Plaintiffs argue that this Court should overlook precedent and find that Erie County is nevertheless liable for actions taken by the Sheriff's Deputies. This Court disagrees. Based on the well-established rule set forth in Villar, the state-law claims against Erie County are dismissed.
4. Sheriff Howard
Sheriff Howard argues that the state-law claims against him must be dismissed because "a sheriff cannot be held personally liable for the acts or omissions of his deputies while performing criminal justice functions, and that this principle precludes vicarious liability for the torts of a deputy." D'Amico, 120 A.D.3d at 958 (internal quotation omitted). Plaintiffs argue that the state-law claims should go forward, because the Sheriff's Deputies were performing a civil function. Sheriff Howard acknowledges that a sheriff can be held liable for torts committed during an employee's performance of civil functions, but argues that the allegations here arise from the execution of criminal duties.
In Rager v. McCloskey, 305 N.Y. 75, 80, 111 N.E.2d 214, 217 (N.Y. 1953), a sheriff's deputy lawfully entered plaintiff's office in order to serve process, but, not finding plaintiff, refused to leave and remained until he was removed by police. The Court of Appeals held that the sheriff could be held liable for the civil trespass of his deputy because, "[b]y 'the common law,' . . . 'a sheriff is liable in trespass for the acts of his deputy committed in the attempt to execute process, although without his direction or recognition.'" Id. (quoting People ex rel. Kellogg v. Schuyler, 4 N.Y. 173, 181 (N.Y.1850)); see also Pond v. Leman, 1865 WL 3782 (N.Y. Gen. Term. 1865) ("A sheriff is liable for all the acts of his deputy, official in their character, in executing process, whether he knew the deputy had the process or not."). This standard is no less applicable here. Deputy Hoock was dispatched on a civil function, and is alleged to have committed trespass in the exercise of that function. Sheriff Howard's motion for summary judgment is therefore denied as to the trespass claim.

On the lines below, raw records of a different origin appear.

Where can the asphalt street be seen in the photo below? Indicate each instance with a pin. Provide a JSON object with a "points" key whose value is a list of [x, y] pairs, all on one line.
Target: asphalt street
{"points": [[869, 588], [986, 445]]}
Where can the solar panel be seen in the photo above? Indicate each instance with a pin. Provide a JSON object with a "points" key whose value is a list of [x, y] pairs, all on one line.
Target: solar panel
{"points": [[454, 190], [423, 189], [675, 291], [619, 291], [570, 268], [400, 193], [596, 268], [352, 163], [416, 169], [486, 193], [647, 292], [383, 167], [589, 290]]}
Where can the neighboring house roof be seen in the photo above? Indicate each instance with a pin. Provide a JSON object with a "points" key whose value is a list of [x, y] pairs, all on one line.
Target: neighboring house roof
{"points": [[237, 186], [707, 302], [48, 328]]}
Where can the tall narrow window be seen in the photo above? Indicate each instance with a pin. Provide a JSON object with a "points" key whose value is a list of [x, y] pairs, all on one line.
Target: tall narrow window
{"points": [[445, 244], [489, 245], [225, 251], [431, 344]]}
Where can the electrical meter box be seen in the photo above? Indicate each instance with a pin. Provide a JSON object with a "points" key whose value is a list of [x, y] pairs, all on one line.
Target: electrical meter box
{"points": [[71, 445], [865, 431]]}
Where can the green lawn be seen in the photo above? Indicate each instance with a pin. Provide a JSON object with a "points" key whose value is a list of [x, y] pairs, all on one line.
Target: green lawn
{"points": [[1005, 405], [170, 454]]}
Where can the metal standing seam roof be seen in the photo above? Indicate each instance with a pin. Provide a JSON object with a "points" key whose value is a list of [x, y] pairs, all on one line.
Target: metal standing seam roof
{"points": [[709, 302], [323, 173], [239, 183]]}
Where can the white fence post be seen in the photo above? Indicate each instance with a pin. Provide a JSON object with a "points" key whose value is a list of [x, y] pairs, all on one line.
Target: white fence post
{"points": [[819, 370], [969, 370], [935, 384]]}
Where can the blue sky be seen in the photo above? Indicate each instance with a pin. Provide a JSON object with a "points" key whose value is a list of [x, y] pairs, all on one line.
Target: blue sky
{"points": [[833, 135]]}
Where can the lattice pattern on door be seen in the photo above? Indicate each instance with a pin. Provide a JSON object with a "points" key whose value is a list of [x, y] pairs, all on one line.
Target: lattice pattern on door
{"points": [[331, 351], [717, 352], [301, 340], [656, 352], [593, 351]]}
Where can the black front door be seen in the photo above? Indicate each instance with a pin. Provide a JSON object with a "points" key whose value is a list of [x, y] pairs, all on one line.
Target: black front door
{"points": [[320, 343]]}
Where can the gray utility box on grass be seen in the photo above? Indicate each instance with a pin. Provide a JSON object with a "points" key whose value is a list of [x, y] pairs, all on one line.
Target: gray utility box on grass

However, once Deputy Hoock radioed for backup and told Plaintiffs that they were under arrest, he began executing criminal functions. Deputy Hoock's actions, including radioing for backup and placing Plaintiffs under arrest, are not actions that can be undertaken by a private citizen. Further, the arrest of the Plaintiffs and the alleged torts committed by Hoock and the other Deputies incident to that arrest have been found to be the type for which a Sheriff is not liable. See, e.g., Green v. Fulton Cty., 123 A.D.2d 88, 89, 511 N.Y.S.2d 150, 152 (3d Dep't 1987) (sheriff is not "vicariously liable for the torts of a Deputy emanating from the performance of a criminal justice function"). Accordingly, all state-law claims against Sheriff Howard are dismissed except Plaintiffs' trespass claim.
D. Punitive Damages
Finally, Defendants argue that claims for punitive damages are not recoverable against a municipality or against municipal employees in their official capacities. Punitive damages are generally disallowed against municipalities and against municipal employees in their official capacities, see New Windsor Volunteer Ambulance Corps, Inc. v. Meyers, 442 F.3d 101, 122 (2d Cir. 2006), and Plaintiffs do not oppose this portion of the motion, stating that they seek punitive damages only as to Defendants in their individual capacities. Accordingly, the motion is granted and punitive damages are dismissed as to the municipality and official capacity claims.
E. Plaintiffs' Motion
Plaintiffs have moved for summary judgment against all Defendants on the claim of trespass. Defendants contend that the motion should be denied because trespass is not a named cause of action in the Complaint, and "[m]otions for summary judgment should be decided on the claims as pled, not as alleged in motion papers." N. Shipping Funds I, L.L.C. v. Icon Capital Corp., 998 F. Supp. 2d 301, 326 (S.D.N.Y. 2014). Plaintiffs respond that the Complaint contains allegations sufficient to give notice of the cause of action, even if the cause of action is not expressly named.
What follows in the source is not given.